To further understand the genomic structure of VD1, we also analyzed the distribution of initiation signals and polyadenylation signals on VD1 sequence. Using NNPP algorithm for predicting putative transcription regulatory sequences, we found that one TATA box (TATATAA) was located between nt 260 and nt 266, 21 nts upstream of the start codon of VD1 ORF1. This putative promoter was believed to control the transcription of VD1 ORF1 and VD1 ORF2. Another TATA box was located between nt 1402 and nt 1408, which possibly controlled the transcription of VD1 ORF3. A third TATA box was located on the minus strand between nt 6301 and nt 6307, which possibly controlled the transcription of VD1 ORF1. Polyadenylation signals (AATAAA) were found among nt 1406–1411 and nt 2911–2916 on the plus strand, respectively. The complementary strand contained a polyadenylation signal at nt 2943–2938.

Homology among parvovirus and densovirus amino acid

In VD1, BLAST analyses of the predicted 126 aa gene of VD1 ORF1 and 316 aa gene of VD1 ORF2 revealed some homology with replication initiator protein and putative major nonstructural protein of parvovirus, respectively. A stretch of 60 aa (aa position 52–121) of VD1 ORF1 aligned and shared 27% identity with erythrocyte binding protein of Plasmodium falciparum (GenBank accession No. 34495238), 87 aa (aa position 25–111) shared 25% identity with chromosomal replication initiator protein of Pseudomonas putida. A stretch of 226 aa (aa position 89–314) of VD1 ORF2 shared 21% identity with the nonstructural protein of Penaeus stylirostris densovirus (PstDNV) (GenBank accession No. AF273215), 123 aa (aa position 144–266) shared 27% identity with the nonstructural protein of Porcine parvovirus (GenBank accession No. M37899), and 241 aa (aa position 58–298) shared 22% identity with NTP-binding and helicase domains of adeno-associated virus (GenBank accession No.

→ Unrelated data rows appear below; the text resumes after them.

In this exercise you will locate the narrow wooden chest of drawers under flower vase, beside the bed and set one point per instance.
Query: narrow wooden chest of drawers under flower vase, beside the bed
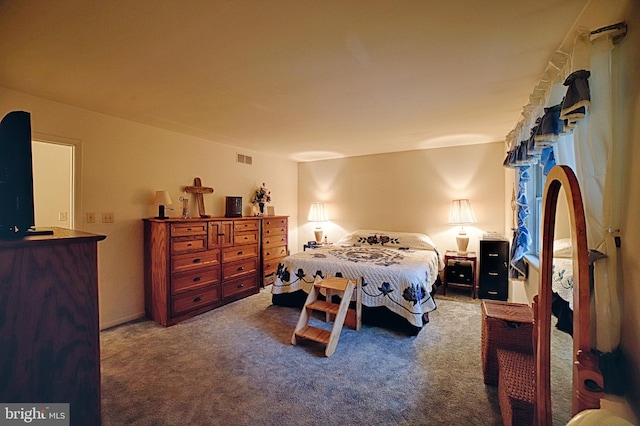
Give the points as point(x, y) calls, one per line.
point(275, 231)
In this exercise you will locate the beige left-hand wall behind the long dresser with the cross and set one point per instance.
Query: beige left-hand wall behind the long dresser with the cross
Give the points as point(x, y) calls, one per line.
point(122, 164)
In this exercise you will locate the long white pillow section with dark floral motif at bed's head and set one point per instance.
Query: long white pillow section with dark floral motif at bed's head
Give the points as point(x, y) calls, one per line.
point(388, 238)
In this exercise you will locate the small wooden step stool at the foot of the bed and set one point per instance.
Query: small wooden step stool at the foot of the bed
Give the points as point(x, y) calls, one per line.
point(339, 313)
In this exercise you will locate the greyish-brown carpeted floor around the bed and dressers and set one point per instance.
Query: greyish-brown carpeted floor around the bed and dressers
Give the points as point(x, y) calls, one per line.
point(236, 366)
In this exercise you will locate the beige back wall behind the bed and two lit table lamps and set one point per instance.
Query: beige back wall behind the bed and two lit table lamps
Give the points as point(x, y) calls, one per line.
point(406, 191)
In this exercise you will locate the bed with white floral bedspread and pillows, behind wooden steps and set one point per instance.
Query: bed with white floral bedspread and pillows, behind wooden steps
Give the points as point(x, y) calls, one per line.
point(399, 270)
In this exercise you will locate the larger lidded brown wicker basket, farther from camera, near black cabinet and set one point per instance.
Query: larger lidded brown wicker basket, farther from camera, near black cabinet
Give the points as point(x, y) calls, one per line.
point(504, 326)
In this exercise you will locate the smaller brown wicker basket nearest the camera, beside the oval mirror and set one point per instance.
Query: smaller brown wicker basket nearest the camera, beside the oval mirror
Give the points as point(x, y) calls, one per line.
point(516, 387)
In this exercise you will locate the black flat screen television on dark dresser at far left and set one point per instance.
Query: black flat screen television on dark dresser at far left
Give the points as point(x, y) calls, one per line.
point(17, 215)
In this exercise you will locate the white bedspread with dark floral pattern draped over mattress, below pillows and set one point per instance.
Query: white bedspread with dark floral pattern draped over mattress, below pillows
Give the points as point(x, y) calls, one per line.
point(399, 279)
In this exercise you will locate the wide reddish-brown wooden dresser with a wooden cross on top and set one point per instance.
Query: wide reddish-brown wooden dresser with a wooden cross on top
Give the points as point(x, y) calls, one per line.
point(194, 265)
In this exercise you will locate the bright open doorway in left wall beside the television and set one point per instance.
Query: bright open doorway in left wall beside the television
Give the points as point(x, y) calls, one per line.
point(53, 184)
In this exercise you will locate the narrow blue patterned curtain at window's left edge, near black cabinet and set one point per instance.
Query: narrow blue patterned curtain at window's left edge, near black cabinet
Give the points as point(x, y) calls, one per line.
point(521, 237)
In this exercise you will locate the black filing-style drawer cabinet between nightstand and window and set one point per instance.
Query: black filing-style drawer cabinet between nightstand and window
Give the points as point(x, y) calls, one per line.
point(494, 269)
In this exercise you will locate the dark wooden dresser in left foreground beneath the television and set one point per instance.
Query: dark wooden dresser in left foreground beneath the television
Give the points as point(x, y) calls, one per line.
point(49, 325)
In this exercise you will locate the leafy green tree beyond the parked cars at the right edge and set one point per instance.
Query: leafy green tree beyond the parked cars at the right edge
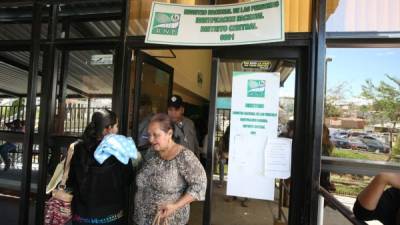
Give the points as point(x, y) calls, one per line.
point(385, 100)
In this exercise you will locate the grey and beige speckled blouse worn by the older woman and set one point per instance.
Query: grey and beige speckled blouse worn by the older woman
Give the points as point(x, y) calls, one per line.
point(165, 181)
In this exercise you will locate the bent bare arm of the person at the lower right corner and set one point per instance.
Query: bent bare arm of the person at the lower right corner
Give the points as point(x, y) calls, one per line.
point(370, 196)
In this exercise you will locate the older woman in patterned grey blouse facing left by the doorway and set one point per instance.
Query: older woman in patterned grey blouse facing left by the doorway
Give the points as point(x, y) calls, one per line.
point(170, 179)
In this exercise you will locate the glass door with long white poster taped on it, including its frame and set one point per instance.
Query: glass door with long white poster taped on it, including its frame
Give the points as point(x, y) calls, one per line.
point(274, 72)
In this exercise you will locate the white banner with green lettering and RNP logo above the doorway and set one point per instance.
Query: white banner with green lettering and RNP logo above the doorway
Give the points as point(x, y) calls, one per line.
point(216, 25)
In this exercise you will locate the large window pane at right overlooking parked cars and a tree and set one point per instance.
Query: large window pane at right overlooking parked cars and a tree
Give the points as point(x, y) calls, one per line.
point(362, 115)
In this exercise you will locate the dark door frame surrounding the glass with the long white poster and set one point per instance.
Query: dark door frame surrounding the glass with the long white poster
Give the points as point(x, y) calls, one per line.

AF043303). Amino acids 178–296 of VD1 ORF2 contained a stretch of conserved sequence characteristic of NTP-binding and helicase domains of the nonstructural protein (NS-1) shared by all parvovirus [18] (shown in Fig. 3). In vertebrate parvovirus, NS-1 was found to be covalently bound to the 5′ terminus of viral DNA [19] and to influence packaging of the viral DNAs [20]. It was believed that NTP-binding and helicase domains play a central role in NS-1 [21]. Based on these sequence similarities, we suggested that VD1 ORF1 and VD1 ORF2 encoded the viral nonstructural proteins. The ORF4 was presumed to encode nonstructural protein, since the ORF4 contained sequences conserved among various DNA polymerases, and showed an evolutionary relationship with the DNA polymerases involved in protein-primed replication [10]. Judging from the results of peptide mapping of major structural proteins, and amino acid sequencing of BmDNV-2 capsid proteins [10], it was obvious that BmDNV-3 VD1 ORF3 coded for major structural proteins of the virus.

Fig. 3
figure 3

Conserved sequence motifs in viral proteins of vertebrate and invertebrate parvoviruses. Region of NS-1 with highly conserved 119-aa sequence that was aligned using clustalW. NTP-binding and helicase domains[ A], [B], and [C] are also present in the BmDNV-3 VD1 ORF2. Numbers in parentheses indicate the position of sequence for each viral protein shown in the figure. GenBank accession numbers are shown in brackets

It was reported that the synthesis of GmDNV and MlDNV capsid proteins might be initiated from one of four codons within one ORF with a mechanism termed leaky scanning [11, 12], and the translation products contained a conserved region of phospholipase A2 domain. Although BmDNV-3 VD1 ORF3 coded for structural protein, the leaky scanning mechanism and the conserved region of phospholipase A2 domain were not present in VD1 ORF3 (data not shown). So BmDNV-3 VD1 should be different feature in capsid proteins.